Authors: Candido Dos Reis FJ,  Song H,  Goode EL,  Cunningham JM,  Fridley BL,  Larson MC,  Alsop K,  Dicks E,  Harrington P,  Ramus SJ,  de Fazio A,  Mitchell G,  Fereday S,  Bolton KL,  Gourley C,  Michie C,  Karlan BY,  Lester J,  Walsh C,  Cass I,  Olsson H,  Gore M,  Benitez J,  Garcia MJ,  Andrulis IL,  Mulligan AM,  Glendon G,  Blanco I,  Lazaro C,  Whittemore AS,  McGuire V,  Sieh W,  Montagna M,  Alducci E,  Sadetzki S,  Chetrit A,  Kwong A,  Kjaer SK,  Jensen A,  Hogdall E,  Neuhausen SL,  Nussbaum RL,  Daly M,  Greene MH,  Mai PL,  Loud JT,  Moysich KB,  Toland AE,  Lambrechts D,  Ellis S,  Frost D,  Brenton JD,  Tischkowitz M,  Easton DF,  Antoniou AC,  Chenevix-Trench G,  Gayther SA,  Bowtell DD,  Pharoah PD
Journal: Clin Cancer Res
Date: 2015 feb
Branches: CGB, LTG
PubMed ID: 25398451
PMC ID: not available
Abstract: Purpose:To analyse the effect of germline mutations in BRCA1 and BRCA2 on mortality in ovarian cancer patients up to ten years after diagnosis.
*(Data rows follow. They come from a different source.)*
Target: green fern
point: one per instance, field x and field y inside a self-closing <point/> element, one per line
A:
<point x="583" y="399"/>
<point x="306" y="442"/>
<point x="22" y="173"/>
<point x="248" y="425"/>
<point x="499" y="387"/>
Experimental Design:We used unpublished survival time data for 2,242 patients from two case-control studies and extended survival-time data for 4,314 patients from previously reported studies. All participants had been screened for deleterious germline mutations in BRCA1 and BRCA2. Survival time was analysed for the combined data using Cox proportional hazard models with BRCA1 and BRCA2 as time-varying covariates. Competing risks were analysed using Fine and Gray model. Results: The combined 10-year overall survival was 30% (95% CI, 28%-31%) for non-carriers, 25% (95% CI, 22%-28%) for BRCA1 carriers, and 35% (95% CI, 30%-41%) for BRCA2 carriers. The hazard ratio for BRCA1 was 0.53 at time zero and increased over time becoming greater than one at 4.8 years. For BRCA2, the hazard ratio was 0.42 at time zero and increased over time (predicted to become greater than one at 10.5 years). The results were similar when restricted to 3,202 patients with high-grade serous tumors, and to ovarian cancer specific mortality. Conclusions: BRCA1/2 mutations are associated with better short-term survival, but this advantage decreases over time and, in BRCA1 carriers is eventually reversed. This may have important implications for therapy of both primary and relapsed disease and for analysis of long-term survival in clinical trials of new agents, particularly those that are effective in BRCA1/2 mutation carriers.